Misericordiosos labios, que no
conocían hombre alguno, ni tampoco lo quería, ella sonrió y siguieron
besándose. La noche fue cayendo.
Tras varias noches repitiendo y
cinco años deleitándose, ella decidió que las cosas debían cambiar y el peso de
la responsabilidad cayó sobre sus propios hombros, y cuando volvió de sus
trabajo cansada de tanto escribir y sellar cartas de los sindicatos, con una cabeza jaquecosa causa de su temprana
venida, descubrió con lágrimas en los ojos que otra luna ocupaba su cama, pero
no era luna, sino sol.
Lágrimas derramadas, aquellas
noches entrecortadas, esa vieja persiana por donde le miraba, esos ojos verdes
en el mercado, las rosas, la arena de Las Beatillas... nada fue suficiente para
que su amor perdurara.
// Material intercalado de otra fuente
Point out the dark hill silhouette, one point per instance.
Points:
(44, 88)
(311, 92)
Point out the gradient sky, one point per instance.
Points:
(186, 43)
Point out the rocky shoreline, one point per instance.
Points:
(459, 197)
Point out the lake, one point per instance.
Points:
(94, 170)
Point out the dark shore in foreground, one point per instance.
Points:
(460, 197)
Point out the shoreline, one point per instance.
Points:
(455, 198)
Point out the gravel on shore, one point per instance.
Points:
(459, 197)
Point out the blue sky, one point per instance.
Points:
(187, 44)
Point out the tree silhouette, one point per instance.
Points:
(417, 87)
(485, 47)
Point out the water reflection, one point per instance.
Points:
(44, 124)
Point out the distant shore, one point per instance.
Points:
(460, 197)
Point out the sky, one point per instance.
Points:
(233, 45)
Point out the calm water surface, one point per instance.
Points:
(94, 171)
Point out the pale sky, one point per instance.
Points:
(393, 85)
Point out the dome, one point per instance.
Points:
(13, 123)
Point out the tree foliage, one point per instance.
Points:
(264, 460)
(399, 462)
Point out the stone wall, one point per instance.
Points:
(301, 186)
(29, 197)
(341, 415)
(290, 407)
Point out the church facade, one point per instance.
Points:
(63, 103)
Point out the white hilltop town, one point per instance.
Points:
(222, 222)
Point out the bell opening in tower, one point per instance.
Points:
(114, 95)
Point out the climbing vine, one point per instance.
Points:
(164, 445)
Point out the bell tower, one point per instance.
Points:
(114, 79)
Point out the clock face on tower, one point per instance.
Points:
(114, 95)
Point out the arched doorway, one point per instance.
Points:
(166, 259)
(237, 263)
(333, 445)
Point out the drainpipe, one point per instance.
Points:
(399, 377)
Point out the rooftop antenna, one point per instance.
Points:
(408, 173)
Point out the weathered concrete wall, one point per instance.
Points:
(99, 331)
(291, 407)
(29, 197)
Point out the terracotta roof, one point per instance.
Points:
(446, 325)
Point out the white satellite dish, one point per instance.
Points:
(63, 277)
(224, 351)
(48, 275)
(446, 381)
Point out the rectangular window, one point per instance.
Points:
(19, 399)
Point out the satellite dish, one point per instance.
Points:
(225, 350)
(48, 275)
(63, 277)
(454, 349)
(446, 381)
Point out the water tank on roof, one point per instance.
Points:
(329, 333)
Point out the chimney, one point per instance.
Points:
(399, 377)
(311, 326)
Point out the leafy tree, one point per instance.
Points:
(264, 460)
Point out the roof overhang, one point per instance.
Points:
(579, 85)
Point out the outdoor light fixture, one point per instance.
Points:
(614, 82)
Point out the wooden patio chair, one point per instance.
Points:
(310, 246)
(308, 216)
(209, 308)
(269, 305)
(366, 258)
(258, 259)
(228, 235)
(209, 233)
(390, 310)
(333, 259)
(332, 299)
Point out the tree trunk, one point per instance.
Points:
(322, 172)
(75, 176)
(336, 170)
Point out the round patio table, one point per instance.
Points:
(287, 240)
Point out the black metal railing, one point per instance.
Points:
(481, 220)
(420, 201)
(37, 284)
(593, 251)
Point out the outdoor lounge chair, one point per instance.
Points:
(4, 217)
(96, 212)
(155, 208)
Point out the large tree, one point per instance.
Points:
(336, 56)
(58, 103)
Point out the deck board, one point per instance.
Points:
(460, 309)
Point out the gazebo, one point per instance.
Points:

El cuchillo fue su principal aliado y las sangrientas
venas, fueron sus mejores compañeras, mientras de fondo escuchaba los versos de
amor que siempre le había recitado aquel gemido transformado en poesía. No pudo
aguantar más.
Cayeron por fin las cuerdas de
su desdichado verdugo, y caminando hacia el hospital, su nublada vista quebró y
no tuvo más remedio que suspirar por los ojos verdes y los labios suaves de
aquella joven de diecinueve años que hoy, ya mujer, al mundo le desterró con un
engaño. Quizás viva soñando con los suaves labios en otro rincón de su sueño, recordando
el momento que se arrullaban aquellas las rosas de verano.